I got the terrain working (well, a tiny tiny part of it). Unity has its own terrain system, but I didn’t want to use it; I’d rather keep things simple and flexible. My approach is based on geometry clipmapping, which is basically a way of doing LOD by stacking lower-resolution grids as you move out from the camera.
Why Not Unity’s Terrain?
Unity’s terrain is nice, but it bakes everything into static geometry during build; my game world is about 10× larger than Kalimdor so I need to stream terrain pages off a server instead. Geometry clipmapping lets me do that; it’s lightweight and doesn’t care about Unity’s editor-driven constraints.
How It Works

All of my terrain grids are flat meshes; the vertex shader samples a heightmap and offsets the vertices by whatever the heightmap says, multiplied by a uniform height scale. Since the meshes are always flat grids, I can keep them instanced and just swap them around as the camera moves. That’s what makes this so efficient.
Geometry clipmaps don’t use vertex morph rings like some other LOD systems; instead, I rely on skirts. Skirts extend the mesh downward at the edges and they hide the seams where different LODs meet.
Why Skirts Are Necessary

Here’s an example. On CDLOD, those transitions would be handled by extra triangles at the T-junctions, and then morphed to reduce popping. That’s cleaner, but it’s also more complex. Since I don’t need holes in my terrain, skirts do the job.

Performance
Right now, I’m pushing ~645k triangles. That’s very respectable; even mid-tier mobile could handle it, and low-end PCs won’t blink.
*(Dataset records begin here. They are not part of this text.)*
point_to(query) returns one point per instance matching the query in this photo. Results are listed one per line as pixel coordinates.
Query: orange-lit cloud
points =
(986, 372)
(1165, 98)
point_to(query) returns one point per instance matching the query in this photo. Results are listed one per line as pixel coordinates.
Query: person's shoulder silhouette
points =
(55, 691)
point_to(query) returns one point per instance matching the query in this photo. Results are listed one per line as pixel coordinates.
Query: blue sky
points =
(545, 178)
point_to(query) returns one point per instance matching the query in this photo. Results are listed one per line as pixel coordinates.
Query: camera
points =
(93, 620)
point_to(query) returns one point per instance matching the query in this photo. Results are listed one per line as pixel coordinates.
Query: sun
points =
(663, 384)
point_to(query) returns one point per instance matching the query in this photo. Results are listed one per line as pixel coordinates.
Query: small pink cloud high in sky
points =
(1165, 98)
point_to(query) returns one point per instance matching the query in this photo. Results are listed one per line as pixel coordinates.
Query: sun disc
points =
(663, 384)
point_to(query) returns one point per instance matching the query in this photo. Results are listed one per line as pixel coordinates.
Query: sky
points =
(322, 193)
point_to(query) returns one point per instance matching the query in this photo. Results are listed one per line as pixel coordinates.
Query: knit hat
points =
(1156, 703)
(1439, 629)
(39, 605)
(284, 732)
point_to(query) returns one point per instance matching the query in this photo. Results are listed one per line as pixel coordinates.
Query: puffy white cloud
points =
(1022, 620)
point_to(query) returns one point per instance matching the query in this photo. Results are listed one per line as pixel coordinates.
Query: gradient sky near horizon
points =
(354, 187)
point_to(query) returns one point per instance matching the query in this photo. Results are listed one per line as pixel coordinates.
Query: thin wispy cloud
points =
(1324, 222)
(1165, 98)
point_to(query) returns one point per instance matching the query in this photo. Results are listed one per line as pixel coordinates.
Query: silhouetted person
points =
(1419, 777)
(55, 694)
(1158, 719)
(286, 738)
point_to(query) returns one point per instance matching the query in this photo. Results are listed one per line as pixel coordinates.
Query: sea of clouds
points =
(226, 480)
My current density is 10 m per cell; which is honestly pretty low by modern standards:
- WoW: 3.3 m per cell
- Skyrim: 1.28 m per cell (pretty standard now)
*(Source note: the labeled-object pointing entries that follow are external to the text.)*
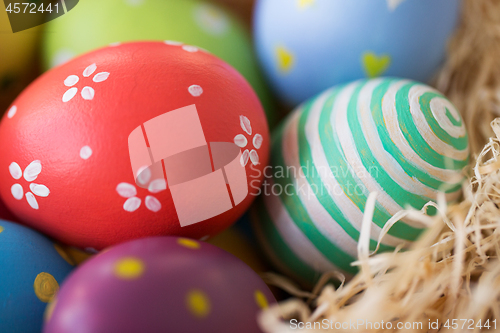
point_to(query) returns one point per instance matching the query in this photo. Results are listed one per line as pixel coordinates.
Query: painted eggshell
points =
(17, 55)
(160, 284)
(307, 46)
(5, 213)
(130, 141)
(192, 22)
(31, 269)
(399, 138)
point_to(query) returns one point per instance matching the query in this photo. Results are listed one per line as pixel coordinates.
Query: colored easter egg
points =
(131, 141)
(398, 138)
(307, 46)
(192, 22)
(31, 270)
(160, 284)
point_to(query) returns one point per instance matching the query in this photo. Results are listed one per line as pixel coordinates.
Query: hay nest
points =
(453, 270)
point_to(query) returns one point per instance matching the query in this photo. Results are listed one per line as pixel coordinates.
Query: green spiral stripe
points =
(391, 187)
(415, 139)
(411, 169)
(336, 158)
(314, 179)
(297, 211)
(334, 248)
(460, 143)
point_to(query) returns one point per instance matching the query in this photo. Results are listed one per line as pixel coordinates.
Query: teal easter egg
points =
(31, 269)
(398, 138)
(95, 23)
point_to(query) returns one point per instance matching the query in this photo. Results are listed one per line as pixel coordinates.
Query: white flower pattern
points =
(129, 191)
(241, 141)
(30, 174)
(87, 92)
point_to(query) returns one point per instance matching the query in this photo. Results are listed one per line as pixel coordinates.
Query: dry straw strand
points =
(452, 271)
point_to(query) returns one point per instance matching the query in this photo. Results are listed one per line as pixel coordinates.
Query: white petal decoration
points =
(100, 77)
(153, 204)
(157, 185)
(254, 157)
(245, 125)
(71, 80)
(89, 70)
(31, 200)
(257, 141)
(195, 90)
(190, 48)
(132, 204)
(40, 190)
(85, 152)
(69, 94)
(12, 112)
(244, 158)
(32, 171)
(173, 43)
(88, 93)
(144, 176)
(15, 170)
(17, 191)
(240, 140)
(126, 190)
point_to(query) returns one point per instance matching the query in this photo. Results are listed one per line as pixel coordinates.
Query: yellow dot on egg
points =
(305, 3)
(129, 268)
(63, 254)
(189, 243)
(261, 299)
(285, 59)
(49, 310)
(198, 303)
(45, 287)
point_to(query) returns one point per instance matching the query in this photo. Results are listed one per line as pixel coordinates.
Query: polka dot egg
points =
(162, 284)
(31, 269)
(131, 141)
(398, 138)
(307, 46)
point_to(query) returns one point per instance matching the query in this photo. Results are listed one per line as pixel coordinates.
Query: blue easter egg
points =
(31, 269)
(307, 46)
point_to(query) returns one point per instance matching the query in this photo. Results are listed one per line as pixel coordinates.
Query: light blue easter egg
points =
(307, 46)
(31, 269)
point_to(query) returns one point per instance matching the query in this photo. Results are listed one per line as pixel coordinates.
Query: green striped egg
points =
(399, 138)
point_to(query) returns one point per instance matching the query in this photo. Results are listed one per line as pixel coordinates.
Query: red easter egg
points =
(131, 141)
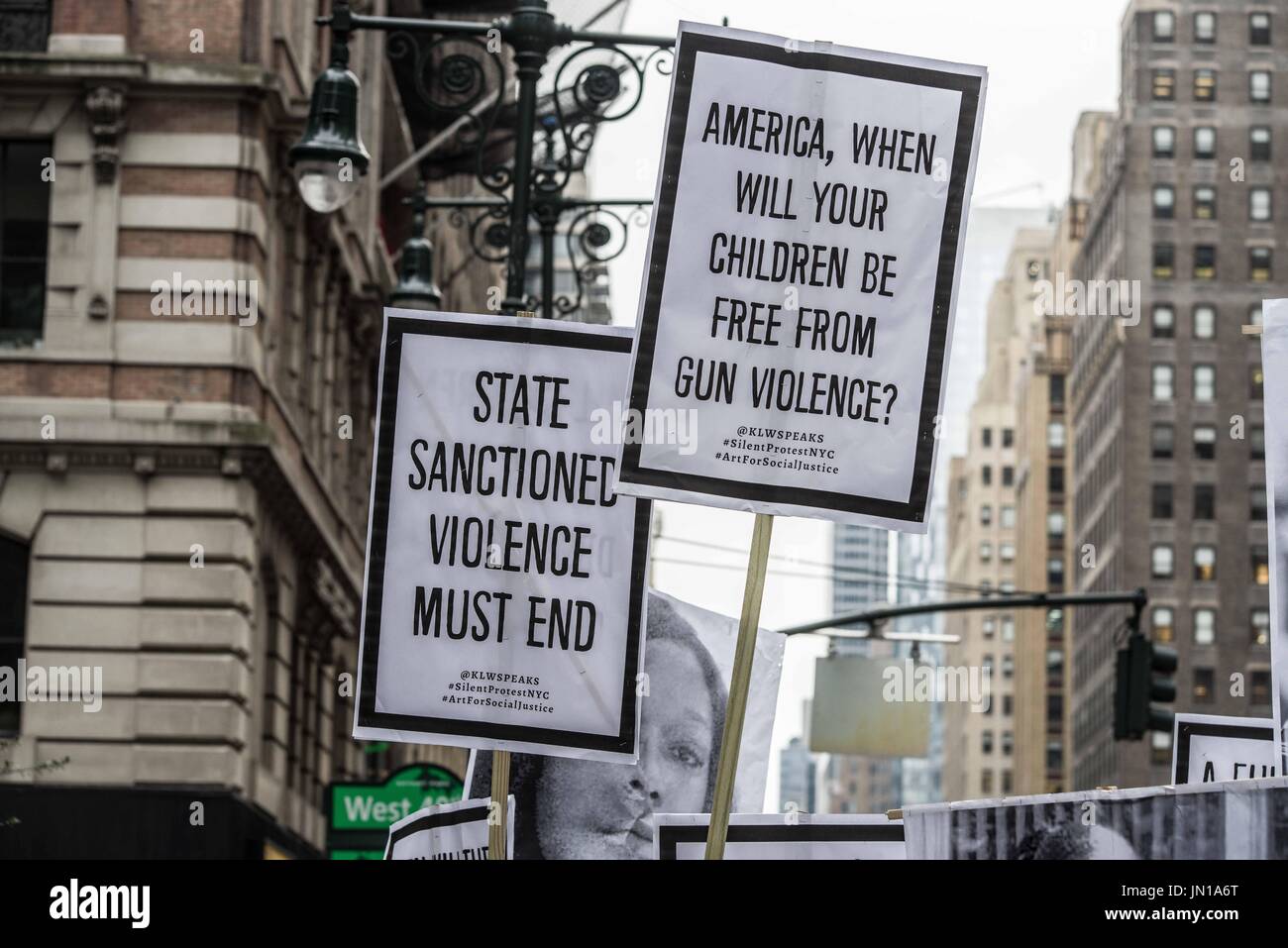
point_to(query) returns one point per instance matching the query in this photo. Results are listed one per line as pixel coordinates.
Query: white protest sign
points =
(1212, 747)
(503, 591)
(782, 836)
(802, 275)
(447, 831)
(1274, 364)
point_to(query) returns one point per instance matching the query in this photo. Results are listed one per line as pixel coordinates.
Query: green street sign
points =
(375, 806)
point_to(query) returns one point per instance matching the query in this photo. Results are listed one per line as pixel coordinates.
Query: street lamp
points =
(519, 193)
(331, 151)
(416, 287)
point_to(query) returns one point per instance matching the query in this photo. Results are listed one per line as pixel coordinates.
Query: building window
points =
(1163, 321)
(1055, 524)
(1164, 261)
(1260, 268)
(14, 558)
(1258, 143)
(1258, 86)
(1160, 502)
(1164, 201)
(1164, 142)
(1205, 384)
(1205, 85)
(1258, 29)
(1205, 563)
(1205, 142)
(1162, 441)
(1258, 626)
(1257, 504)
(1261, 566)
(1162, 388)
(1205, 262)
(1162, 623)
(1163, 26)
(1162, 562)
(1205, 321)
(1164, 85)
(1205, 442)
(1205, 202)
(1258, 204)
(1258, 691)
(1205, 27)
(1205, 501)
(1203, 686)
(1205, 626)
(24, 239)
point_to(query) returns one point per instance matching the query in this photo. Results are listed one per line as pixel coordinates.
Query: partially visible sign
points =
(451, 831)
(1211, 747)
(784, 836)
(360, 814)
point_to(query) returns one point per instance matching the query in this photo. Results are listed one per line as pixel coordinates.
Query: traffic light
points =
(1142, 677)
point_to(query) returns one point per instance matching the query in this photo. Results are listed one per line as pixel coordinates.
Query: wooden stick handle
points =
(739, 685)
(500, 800)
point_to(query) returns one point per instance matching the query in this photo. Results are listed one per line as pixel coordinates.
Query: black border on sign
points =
(670, 835)
(1188, 729)
(622, 742)
(969, 86)
(432, 820)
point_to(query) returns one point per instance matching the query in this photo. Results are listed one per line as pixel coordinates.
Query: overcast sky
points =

- My GIS data (Kodiak Island): 5 m per cell
At 5 m density, the heightmap alone is already several gigabytes in size, so going any denser just isn’t practical with this dataset.
Up Next
This is just a small slice of the terrain, but geometry clipmapping is proving to be a solid solution; simple, efficient, and able to stream massive areas without Unity’s limitations.
I’ll probably work on expanding the shader (it’s fairly basic right now) so that I can support up to eight PBR materials.